I am excited that she enjoyed them. I even feel hopeful that someone else might like them well enough to publish them. My stories contain characters based on little parts of me. In my seven stories I’ve written about the topics of an alcoholic parent, of losing a parent, of a smart girl attempting to not appear so smart around her peers, and of a nerd that wants to be in the popular crowd. All of my stories are based in one middle school with three different groups of friends. Writing about my life is therapeutic for me—maybe my books can help others in similar situations. Maybe Cameron really can help me. A hundred questions form in my mind.
“Let’s take some time tonight after Libby goes to bed to go over the two I have. If you choose, you can rewrite and share an electronic file with me. I will print copies of the manuscript to share at the meeting. Then we will just wait and see if we hear anything the following week or two. When they pick up a new author it happens quickly. They call, set up meetings, explain the timeline, and the process. You will know before Christmas either way.”

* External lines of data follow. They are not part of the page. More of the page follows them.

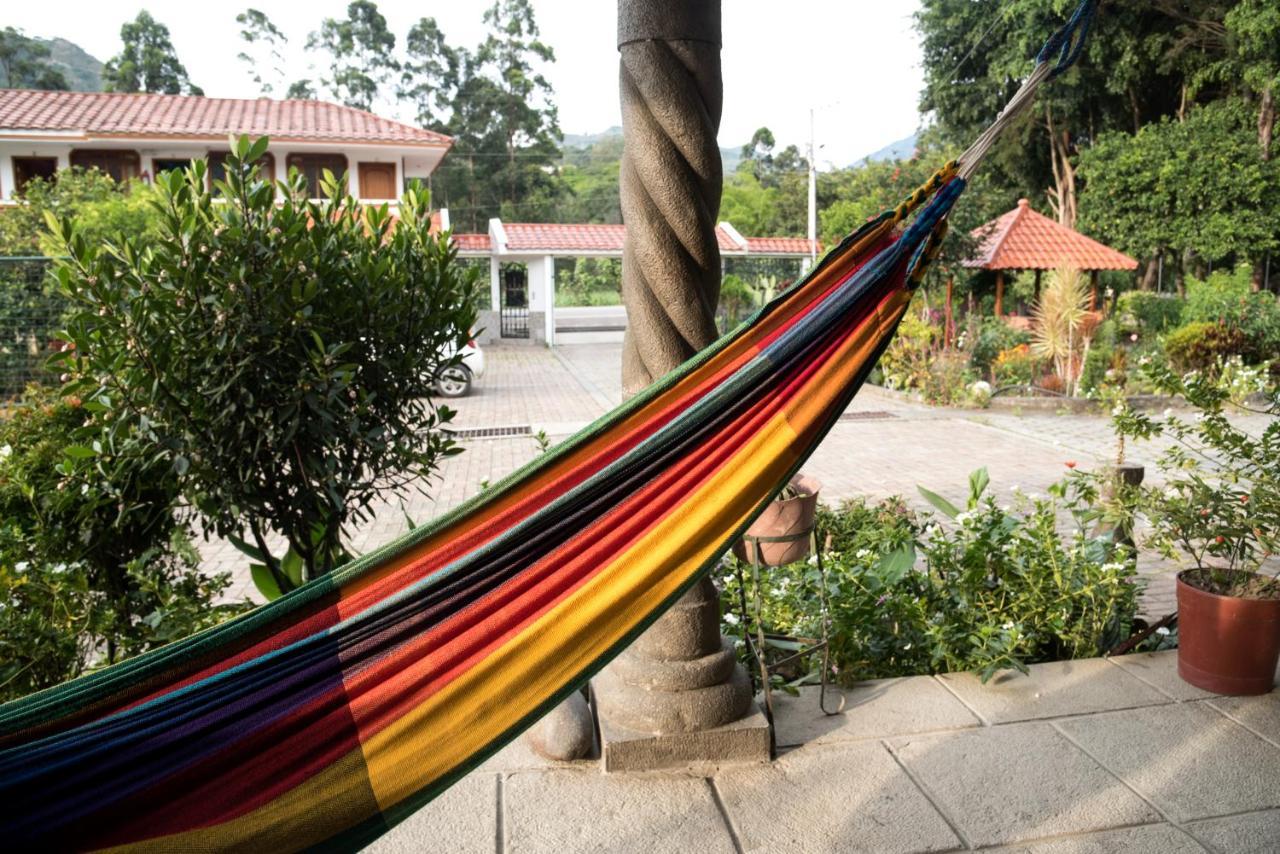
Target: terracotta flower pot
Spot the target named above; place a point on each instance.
(784, 519)
(1226, 644)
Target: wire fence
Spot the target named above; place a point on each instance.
(31, 314)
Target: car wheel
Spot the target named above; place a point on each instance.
(453, 382)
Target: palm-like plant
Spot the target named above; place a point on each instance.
(1059, 320)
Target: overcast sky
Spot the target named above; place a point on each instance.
(856, 62)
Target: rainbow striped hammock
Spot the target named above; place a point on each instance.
(325, 717)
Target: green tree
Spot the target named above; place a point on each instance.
(147, 63)
(361, 53)
(103, 209)
(1193, 187)
(280, 355)
(24, 63)
(1136, 68)
(504, 124)
(590, 179)
(429, 74)
(95, 563)
(263, 54)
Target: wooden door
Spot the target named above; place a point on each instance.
(378, 181)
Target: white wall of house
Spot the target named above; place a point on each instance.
(407, 161)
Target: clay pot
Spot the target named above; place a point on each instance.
(1226, 644)
(784, 519)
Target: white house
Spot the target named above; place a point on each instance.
(521, 259)
(138, 136)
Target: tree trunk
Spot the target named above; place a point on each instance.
(1266, 128)
(671, 179)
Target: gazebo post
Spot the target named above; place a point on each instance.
(949, 328)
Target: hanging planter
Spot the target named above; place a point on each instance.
(781, 534)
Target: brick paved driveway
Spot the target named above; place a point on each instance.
(885, 446)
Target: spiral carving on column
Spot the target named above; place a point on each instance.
(671, 179)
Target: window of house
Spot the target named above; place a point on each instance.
(376, 179)
(120, 164)
(218, 167)
(26, 169)
(312, 165)
(169, 164)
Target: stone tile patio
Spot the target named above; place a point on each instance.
(1088, 756)
(887, 447)
(1093, 756)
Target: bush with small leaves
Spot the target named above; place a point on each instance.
(278, 352)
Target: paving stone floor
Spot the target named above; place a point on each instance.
(887, 447)
(1088, 756)
(1080, 757)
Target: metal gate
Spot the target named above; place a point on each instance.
(515, 302)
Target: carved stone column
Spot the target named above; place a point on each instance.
(677, 697)
(671, 182)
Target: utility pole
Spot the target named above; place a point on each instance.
(813, 193)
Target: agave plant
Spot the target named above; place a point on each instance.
(1059, 320)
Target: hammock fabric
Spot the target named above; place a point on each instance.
(329, 715)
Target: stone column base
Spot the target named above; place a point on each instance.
(741, 741)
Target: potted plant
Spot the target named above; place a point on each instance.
(1220, 506)
(785, 525)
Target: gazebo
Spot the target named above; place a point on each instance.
(1025, 240)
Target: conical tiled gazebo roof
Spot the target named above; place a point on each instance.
(1024, 240)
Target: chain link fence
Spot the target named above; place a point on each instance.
(31, 314)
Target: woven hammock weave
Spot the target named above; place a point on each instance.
(329, 715)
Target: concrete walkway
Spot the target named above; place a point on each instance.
(1082, 757)
(885, 446)
(1091, 756)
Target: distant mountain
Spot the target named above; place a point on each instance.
(82, 71)
(730, 155)
(588, 140)
(899, 150)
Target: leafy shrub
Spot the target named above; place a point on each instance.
(588, 282)
(279, 356)
(1015, 366)
(947, 379)
(103, 209)
(993, 337)
(988, 589)
(1147, 313)
(1100, 365)
(905, 362)
(31, 314)
(1220, 499)
(1228, 298)
(736, 301)
(94, 565)
(1202, 346)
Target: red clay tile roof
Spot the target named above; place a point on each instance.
(781, 245)
(567, 237)
(191, 115)
(471, 242)
(1024, 240)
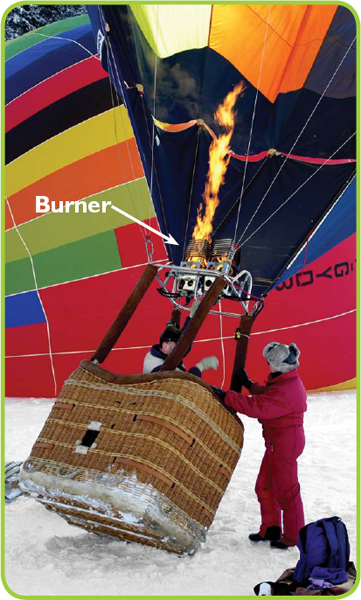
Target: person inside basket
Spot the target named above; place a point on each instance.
(158, 353)
(279, 406)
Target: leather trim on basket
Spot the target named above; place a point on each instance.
(207, 513)
(144, 468)
(43, 445)
(167, 425)
(225, 473)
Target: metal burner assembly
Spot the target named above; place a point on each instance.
(203, 263)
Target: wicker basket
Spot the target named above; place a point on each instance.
(145, 458)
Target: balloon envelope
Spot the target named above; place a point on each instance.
(68, 137)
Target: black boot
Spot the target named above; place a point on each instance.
(272, 534)
(278, 544)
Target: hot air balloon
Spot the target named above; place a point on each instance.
(59, 104)
(244, 124)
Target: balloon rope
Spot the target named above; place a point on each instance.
(251, 129)
(313, 232)
(298, 189)
(117, 78)
(38, 294)
(294, 144)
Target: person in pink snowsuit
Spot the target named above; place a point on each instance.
(279, 406)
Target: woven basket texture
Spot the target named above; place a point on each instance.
(171, 432)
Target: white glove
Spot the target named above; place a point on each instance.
(210, 362)
(195, 305)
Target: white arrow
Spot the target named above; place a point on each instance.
(168, 239)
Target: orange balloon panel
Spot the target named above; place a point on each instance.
(280, 42)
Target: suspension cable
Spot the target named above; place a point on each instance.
(299, 187)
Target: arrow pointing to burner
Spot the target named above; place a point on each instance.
(168, 239)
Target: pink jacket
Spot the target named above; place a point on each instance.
(279, 403)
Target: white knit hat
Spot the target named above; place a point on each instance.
(281, 357)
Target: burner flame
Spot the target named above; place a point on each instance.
(218, 163)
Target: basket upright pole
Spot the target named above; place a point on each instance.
(125, 314)
(191, 330)
(243, 335)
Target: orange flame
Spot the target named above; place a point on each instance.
(218, 163)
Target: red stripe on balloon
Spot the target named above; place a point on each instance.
(49, 91)
(307, 159)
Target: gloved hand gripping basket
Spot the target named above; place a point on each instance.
(144, 458)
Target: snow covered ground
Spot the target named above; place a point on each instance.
(45, 556)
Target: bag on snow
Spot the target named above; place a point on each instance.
(323, 543)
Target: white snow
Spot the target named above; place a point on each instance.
(46, 556)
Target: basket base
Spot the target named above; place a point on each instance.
(117, 505)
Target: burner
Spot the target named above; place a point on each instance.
(198, 251)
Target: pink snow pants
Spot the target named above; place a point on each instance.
(277, 487)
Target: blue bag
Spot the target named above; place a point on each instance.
(323, 543)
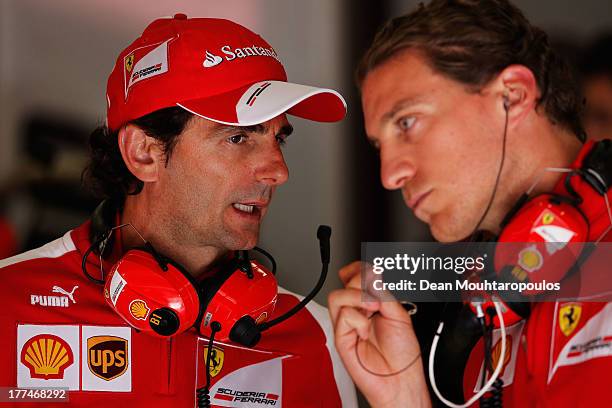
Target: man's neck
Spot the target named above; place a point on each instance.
(529, 156)
(197, 260)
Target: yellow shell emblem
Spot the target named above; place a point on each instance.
(216, 360)
(139, 309)
(530, 259)
(548, 218)
(47, 356)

I agree to work with her later tonight. While Cameron returns down to the family, I remain on the step. I love Alma. I consider myself blessed to spend each day with her. However, at this moment, I’m still hurt. The fact that she didn’t ask when she knew how private I kept them hurts. I know if she asked me, I most likely would have given my permission to share my stories with Cameron. I know it’s the same outcome as if she did ask first. Cameron’s reaction and confidence in my stories would still have surprised me. I know Alma only wants the best for me—I guess I can’t fault her for that.
I allow myself a few moments to process the fear, the excitement, and to dream. I imagine two of my books get published. I envision local school and city libraries carrying my book. A bud of excitement blooms. I like the idea of being published. With Cameron’s help it just might happen. My thoughts fade as my phone vibrates.

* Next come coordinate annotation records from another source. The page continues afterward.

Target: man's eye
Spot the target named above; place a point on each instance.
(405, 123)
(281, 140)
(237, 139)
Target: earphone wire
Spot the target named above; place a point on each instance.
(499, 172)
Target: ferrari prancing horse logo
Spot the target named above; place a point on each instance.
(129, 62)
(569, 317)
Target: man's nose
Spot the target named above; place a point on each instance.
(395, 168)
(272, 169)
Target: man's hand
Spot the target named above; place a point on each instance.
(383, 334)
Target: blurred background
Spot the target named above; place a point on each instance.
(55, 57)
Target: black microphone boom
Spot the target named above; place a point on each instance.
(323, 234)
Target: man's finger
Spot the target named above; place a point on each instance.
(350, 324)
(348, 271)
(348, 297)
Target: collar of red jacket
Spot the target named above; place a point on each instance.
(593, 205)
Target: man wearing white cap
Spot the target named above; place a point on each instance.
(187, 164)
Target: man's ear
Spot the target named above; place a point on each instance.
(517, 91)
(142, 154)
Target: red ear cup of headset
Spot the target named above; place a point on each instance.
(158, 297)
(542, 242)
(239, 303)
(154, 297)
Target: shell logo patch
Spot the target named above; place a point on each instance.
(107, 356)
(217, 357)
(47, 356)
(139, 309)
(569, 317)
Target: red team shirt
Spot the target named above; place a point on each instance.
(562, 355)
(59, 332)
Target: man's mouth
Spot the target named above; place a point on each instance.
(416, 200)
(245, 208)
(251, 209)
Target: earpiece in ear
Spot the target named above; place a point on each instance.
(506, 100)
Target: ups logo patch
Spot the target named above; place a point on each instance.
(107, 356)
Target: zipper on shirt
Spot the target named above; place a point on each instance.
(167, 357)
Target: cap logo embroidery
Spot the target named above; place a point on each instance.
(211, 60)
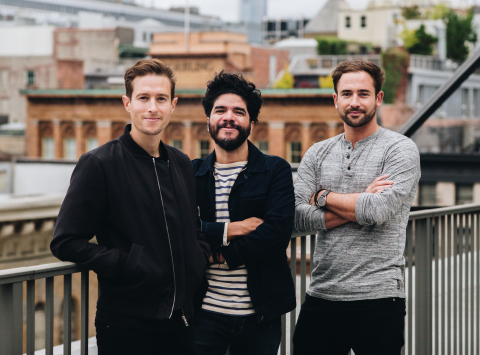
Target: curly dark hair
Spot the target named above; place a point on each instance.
(227, 83)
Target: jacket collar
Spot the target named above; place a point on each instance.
(256, 161)
(133, 146)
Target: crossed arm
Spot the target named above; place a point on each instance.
(340, 208)
(376, 205)
(235, 230)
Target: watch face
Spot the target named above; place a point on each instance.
(322, 201)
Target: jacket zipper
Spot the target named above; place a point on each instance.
(169, 242)
(184, 318)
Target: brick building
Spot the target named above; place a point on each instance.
(64, 124)
(205, 53)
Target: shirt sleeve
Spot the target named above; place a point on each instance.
(402, 164)
(225, 235)
(307, 217)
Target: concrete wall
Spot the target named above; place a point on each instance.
(13, 78)
(97, 48)
(41, 178)
(380, 29)
(26, 41)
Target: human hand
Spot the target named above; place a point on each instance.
(379, 184)
(247, 226)
(312, 200)
(219, 259)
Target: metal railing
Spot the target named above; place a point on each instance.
(441, 282)
(12, 310)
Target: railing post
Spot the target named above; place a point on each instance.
(423, 286)
(11, 319)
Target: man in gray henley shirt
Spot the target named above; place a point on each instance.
(356, 189)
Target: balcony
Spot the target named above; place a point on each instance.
(443, 293)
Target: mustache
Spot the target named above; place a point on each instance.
(356, 110)
(228, 124)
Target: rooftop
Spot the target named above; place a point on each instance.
(185, 93)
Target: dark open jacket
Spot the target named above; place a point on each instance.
(263, 190)
(142, 266)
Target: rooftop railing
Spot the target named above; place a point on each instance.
(441, 283)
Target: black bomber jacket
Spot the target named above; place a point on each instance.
(115, 195)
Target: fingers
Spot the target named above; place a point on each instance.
(380, 189)
(382, 183)
(381, 177)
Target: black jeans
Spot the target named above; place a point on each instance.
(167, 337)
(368, 327)
(245, 336)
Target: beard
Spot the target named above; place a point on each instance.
(229, 144)
(367, 117)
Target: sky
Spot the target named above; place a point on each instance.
(227, 10)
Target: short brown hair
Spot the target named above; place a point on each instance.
(354, 66)
(146, 67)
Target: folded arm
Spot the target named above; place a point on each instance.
(383, 198)
(307, 216)
(273, 235)
(79, 220)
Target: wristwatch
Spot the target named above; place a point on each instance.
(321, 201)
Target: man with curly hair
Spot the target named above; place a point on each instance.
(247, 206)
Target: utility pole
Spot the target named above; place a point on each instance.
(187, 26)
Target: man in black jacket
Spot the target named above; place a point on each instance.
(136, 195)
(247, 206)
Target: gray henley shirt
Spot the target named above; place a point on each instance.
(362, 260)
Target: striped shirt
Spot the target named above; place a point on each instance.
(227, 289)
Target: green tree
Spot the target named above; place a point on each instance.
(395, 63)
(286, 81)
(423, 43)
(440, 11)
(460, 31)
(411, 12)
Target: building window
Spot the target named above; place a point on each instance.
(363, 21)
(204, 148)
(30, 77)
(347, 22)
(463, 194)
(295, 152)
(272, 68)
(70, 149)
(427, 194)
(48, 148)
(91, 143)
(263, 146)
(465, 103)
(176, 143)
(3, 181)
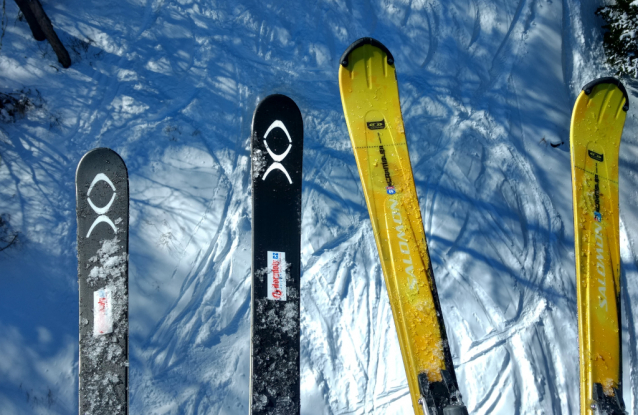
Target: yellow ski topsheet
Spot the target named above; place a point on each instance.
(370, 99)
(596, 128)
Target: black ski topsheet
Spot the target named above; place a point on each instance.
(102, 214)
(277, 153)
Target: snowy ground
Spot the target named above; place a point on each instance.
(486, 86)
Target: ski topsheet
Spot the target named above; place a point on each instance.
(277, 153)
(102, 214)
(596, 128)
(370, 98)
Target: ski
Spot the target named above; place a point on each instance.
(370, 98)
(276, 155)
(596, 128)
(102, 214)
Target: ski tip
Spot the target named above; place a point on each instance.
(101, 153)
(608, 80)
(279, 102)
(365, 41)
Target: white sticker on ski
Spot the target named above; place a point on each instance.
(276, 276)
(102, 311)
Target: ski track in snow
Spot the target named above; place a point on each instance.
(485, 87)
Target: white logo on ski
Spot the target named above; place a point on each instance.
(104, 209)
(277, 158)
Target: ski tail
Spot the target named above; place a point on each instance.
(276, 156)
(596, 129)
(370, 98)
(102, 236)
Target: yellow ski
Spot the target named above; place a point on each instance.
(370, 98)
(597, 124)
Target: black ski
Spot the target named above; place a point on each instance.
(102, 195)
(277, 153)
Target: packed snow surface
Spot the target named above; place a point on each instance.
(487, 88)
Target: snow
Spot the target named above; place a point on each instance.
(171, 85)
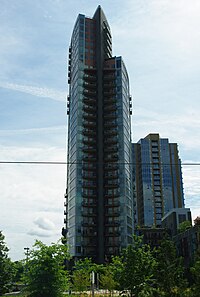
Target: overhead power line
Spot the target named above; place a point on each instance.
(71, 163)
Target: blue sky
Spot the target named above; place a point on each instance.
(159, 41)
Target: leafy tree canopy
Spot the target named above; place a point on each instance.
(184, 226)
(6, 270)
(45, 272)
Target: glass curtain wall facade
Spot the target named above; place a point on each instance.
(157, 179)
(99, 204)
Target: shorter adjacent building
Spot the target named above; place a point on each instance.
(188, 244)
(157, 179)
(175, 217)
(153, 236)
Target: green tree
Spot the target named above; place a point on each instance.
(184, 226)
(6, 270)
(107, 279)
(18, 267)
(134, 269)
(45, 274)
(195, 271)
(82, 273)
(169, 272)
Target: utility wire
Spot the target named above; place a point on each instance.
(85, 163)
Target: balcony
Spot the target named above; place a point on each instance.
(89, 141)
(112, 203)
(89, 116)
(110, 150)
(89, 203)
(109, 92)
(89, 85)
(113, 243)
(112, 140)
(109, 85)
(111, 186)
(111, 116)
(88, 243)
(112, 233)
(111, 167)
(90, 125)
(88, 132)
(109, 124)
(90, 150)
(85, 213)
(87, 223)
(88, 195)
(112, 196)
(85, 233)
(87, 176)
(109, 77)
(89, 109)
(89, 166)
(110, 108)
(110, 101)
(112, 223)
(111, 176)
(114, 213)
(90, 101)
(89, 93)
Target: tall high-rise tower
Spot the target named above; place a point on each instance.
(99, 205)
(157, 179)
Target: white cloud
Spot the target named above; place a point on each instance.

Hamilton: how’s the crowded house?
Me: busy
Hamilton: wish u were here
Me: tell your mom & sis I say hi
Hamilton: we consider u family, too
Hamilton: I should have insisted u join us
Me: already made plans with Alma when u asked
Me: your family likes u all to themselves
Me: they don’t see u enough
Hamilton: I don’t see u enough
Me: when do u head back to Chicago?
Hamilton: Friday evening
Hamilton: 2 more weeks then calendar opens up
Me: maybe then we can get together
Me: I’m done teaching
Me: I just observe until Dec. 5th then graduation
Hamilton: I’ll call Monday
Hamilton: & we’ll get something on calendar
Me: I’ll be very honored
Me: Hamilton Armstrong’s calendar (heart emoji)
Hamilton: Stop
Hamilton: u r more important than events on calendar
Hamilton: I hope you know that (heart emoji)
Hamilton: I have to do these appearances
Hamilton: I want to see you
Hamilton: big difference
Me: (Heart emoji)
Me: Alma needs my help. we’ll be eating soon
Me: enjoy your family
Hamilton: (Heart emoji)
Me: (2 Heart emojis)
With the busy house, the big meal, and Cameron’s bomb about my books; I don’t need to worry about an approaching get together with Hamilton to tell him he has a daughter. His proclamation of missing me and being more important than events on his calendar further confuses me. I have enough on my plate today and tomorrow. I decide to wait for the weekend to worry about Hamilton, his feelings, my feelings, and a December you’re-a-daddy meeting.